Le graphisme se différencie en deux fonctions essentielles :

  • Le dessin qui est en rapport avec l’image
  • L’écriture qui est en rapport avec le signe

De simple trace motrice, le graphisme devient la trace d’une représentation intellectuelle, imaginaire et prend le sens de communication.

Ecrire est un geste complexe qui demande beaucoup de mémoire verbale, visuelle et associative et une maîtrise de la motricité fine de la main. La coordination œil-main chapeaute l’ensemble.

La dysgraphie résulte de trois déficits combinés :

  • Absence d’automatisme des gestes graphiques
  • Déficience au niveau du codage orthographique
  • Non-maîtrise des doigts pendant l’écriture

Elle a un impact sur:

  • La forme des lettres
  • Leur tracé
  • Leur liaison

Les différentes formes de dysgraphie

On distingue plusieurs formes de dysgraphie :

  • La dysgraphie maladroite se manifeste par une écriture lourde et désordonnée
  • La dysgraphie crispée se manifeste par une écriture raide, anguleuse et tendue
  • La dysgraphie molle se manifeste par une écriture petite et négligée
  • La dysgraphie impulsive se manifeste par une écriture rapide, imprécise et illisible
  • La dysgraphie lente et précise se manifeste par une écriture lente, signe d’une application et d’un effort intense

Le diagnostic

Un test, l’échelle d’évaluation rapide de l’écriture chez l’enfant BHK (https://www.ecpa.fr/psychomotricite-ergotherapie/test.asp?id=1370) a été créée pour déceler précocement les dysgraphies. Il consiste à faire copier un texte aux enfants durant 5 minutes. Les cinq premières phrases sont composées de mots monosyllabiques rencontrés au CP. Puis le texte se complexifie.

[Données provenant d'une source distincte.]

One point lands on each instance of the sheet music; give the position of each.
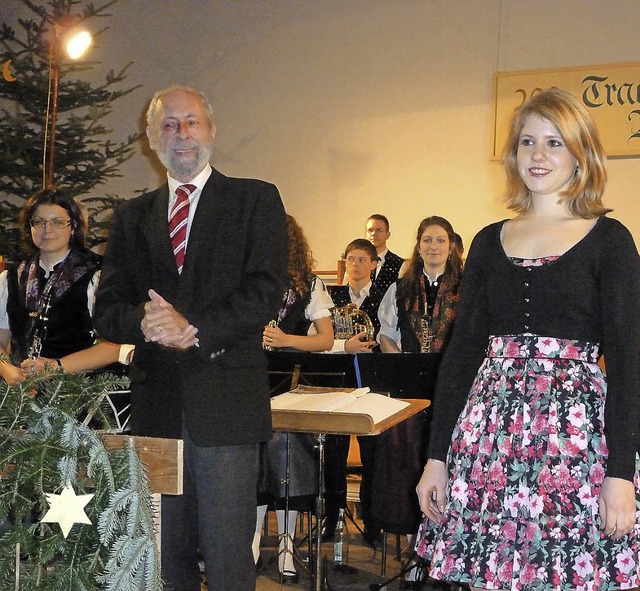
(359, 401)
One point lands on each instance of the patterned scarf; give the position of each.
(38, 299)
(444, 310)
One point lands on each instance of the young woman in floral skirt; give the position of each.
(532, 481)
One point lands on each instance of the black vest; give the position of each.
(341, 297)
(69, 328)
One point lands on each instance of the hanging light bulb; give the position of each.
(77, 43)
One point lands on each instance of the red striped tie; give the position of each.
(178, 221)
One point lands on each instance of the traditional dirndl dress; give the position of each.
(527, 460)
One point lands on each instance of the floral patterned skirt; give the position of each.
(526, 462)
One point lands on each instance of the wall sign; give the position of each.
(610, 92)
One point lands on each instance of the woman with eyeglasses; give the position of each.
(46, 301)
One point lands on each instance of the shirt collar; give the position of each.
(364, 292)
(199, 181)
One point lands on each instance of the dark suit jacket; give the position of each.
(388, 272)
(231, 285)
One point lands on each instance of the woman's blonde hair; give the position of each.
(583, 196)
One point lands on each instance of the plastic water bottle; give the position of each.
(341, 544)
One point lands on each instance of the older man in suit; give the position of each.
(192, 273)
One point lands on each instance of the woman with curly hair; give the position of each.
(303, 324)
(417, 312)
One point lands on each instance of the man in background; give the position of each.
(192, 272)
(389, 263)
(360, 257)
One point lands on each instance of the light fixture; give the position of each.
(75, 43)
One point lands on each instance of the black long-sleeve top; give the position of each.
(590, 293)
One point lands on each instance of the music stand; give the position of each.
(323, 423)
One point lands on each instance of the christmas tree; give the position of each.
(84, 155)
(74, 516)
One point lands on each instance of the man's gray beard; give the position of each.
(185, 169)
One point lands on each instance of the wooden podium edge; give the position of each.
(342, 423)
(162, 458)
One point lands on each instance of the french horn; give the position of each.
(349, 320)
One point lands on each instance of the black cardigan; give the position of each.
(590, 293)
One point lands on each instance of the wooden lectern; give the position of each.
(163, 459)
(335, 422)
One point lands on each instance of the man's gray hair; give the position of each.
(152, 111)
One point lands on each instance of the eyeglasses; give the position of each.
(56, 223)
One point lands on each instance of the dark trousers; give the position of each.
(336, 452)
(216, 514)
(367, 457)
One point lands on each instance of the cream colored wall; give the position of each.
(360, 106)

L’analyse de l’écriture se fait à partir de 13 items, de la vitesse d’écriture et d’un ensemble de signes cliniques.

Pour établir et confirmer une dysgraphie, le bilan orthophonique est nécessaire, mais n’est pas suffisant.

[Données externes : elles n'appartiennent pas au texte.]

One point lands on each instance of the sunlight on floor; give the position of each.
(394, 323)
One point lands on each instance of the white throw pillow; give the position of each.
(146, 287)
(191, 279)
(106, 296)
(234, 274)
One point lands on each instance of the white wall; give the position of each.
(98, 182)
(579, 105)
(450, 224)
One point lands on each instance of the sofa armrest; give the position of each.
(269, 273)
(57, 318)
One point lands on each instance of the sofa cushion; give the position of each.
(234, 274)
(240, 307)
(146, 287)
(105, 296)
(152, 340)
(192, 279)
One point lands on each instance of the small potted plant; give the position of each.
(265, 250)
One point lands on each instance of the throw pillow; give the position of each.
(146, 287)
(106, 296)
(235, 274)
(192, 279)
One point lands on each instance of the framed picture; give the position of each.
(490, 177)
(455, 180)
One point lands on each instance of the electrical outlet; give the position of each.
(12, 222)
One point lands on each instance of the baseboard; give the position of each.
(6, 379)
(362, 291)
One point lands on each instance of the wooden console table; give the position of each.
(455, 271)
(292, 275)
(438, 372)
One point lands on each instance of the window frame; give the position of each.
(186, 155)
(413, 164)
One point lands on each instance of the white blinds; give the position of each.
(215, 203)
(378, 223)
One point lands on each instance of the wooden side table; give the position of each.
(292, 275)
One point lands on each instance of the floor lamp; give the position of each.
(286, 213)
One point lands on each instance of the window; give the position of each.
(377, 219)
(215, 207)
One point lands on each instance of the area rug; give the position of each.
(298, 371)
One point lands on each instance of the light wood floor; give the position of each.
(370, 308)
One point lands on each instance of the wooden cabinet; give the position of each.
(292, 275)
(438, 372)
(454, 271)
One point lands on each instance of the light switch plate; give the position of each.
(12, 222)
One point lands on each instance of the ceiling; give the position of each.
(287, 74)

Il faut écarter d'autres causes susceptibles de provoquer les mêmes symptômes :

  • troubles de la vision
  • problèmes neurologiques
  • traumatismes psychologiques

Les causes possibles

La difficulté de l’enfant à exécuter les gestes efficaces pour une bonne écriture ne résulte pas d’une paresse physique ou intellectuelle, ni d'un déficit neurologique.

La dysgraphie peut être provoquée par plusieurs problèmes sous-jacents:

  • Trouble de l’apprentissage : dyslexie, dysorthographie…
  • Trouble fonctionnel tel que la dyspraxie
  • Trouble de la motricité en général, impliquant des problèmes de latéralité et de perception du schéma corporel
  • Trouble visuel et trouble de la coordination oculomotrice entraînant une difficulté ou une incapacité à reproduire des lettres
  • La maladie de Parkinson et la maladie de Dupuytren
  • Un traumatisme physique ou psychologique : accident, divorce, séparation de parents, manque de confiance en soi, etc.

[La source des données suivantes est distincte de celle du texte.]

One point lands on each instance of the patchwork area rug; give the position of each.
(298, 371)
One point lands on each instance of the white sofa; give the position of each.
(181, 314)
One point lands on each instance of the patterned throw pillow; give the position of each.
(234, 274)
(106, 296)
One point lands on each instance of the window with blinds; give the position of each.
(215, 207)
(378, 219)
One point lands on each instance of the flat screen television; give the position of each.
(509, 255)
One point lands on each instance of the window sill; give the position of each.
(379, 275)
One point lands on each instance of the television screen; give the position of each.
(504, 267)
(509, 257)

Relation entre dyslexie et dysgraphie

Pour que l’écriture d’un mot devienne automatique, l’enfant doit être capable de convertir un son en lettres. S’il souffre d’un déficit au niveau de la conversion phonème-graphème, qui se traduit par « une dyslexie », il aura naturellement du mal à produire une transcription correcte.

Relation entre dyspraxie et dysgraphie

L’acte d’écrire nécessite la maîtrise des gestes du doigt. Il prend non seulement en compte la coordination motrice (praxie), la pression exercée sur le crayon, la posture, mais également la perception des repères spatiaux.

En présence d’une défaillance au niveau de la coordination entre l'oeil et la main et de l’organisation spatiale, c’est-à-dire d’une incapacité à contrôler les mouvements pour diriger un trait ou pour définir la taille d’un caractère, l’écriture devient difficile.

Les traitements

À l’instar des autres troubles du langage et de l’apprentissage, la dysgraphie peut se soigner grâce à une rééducation de l’écriture adaptée aux besoins et à l’importance du problème de l’enfant.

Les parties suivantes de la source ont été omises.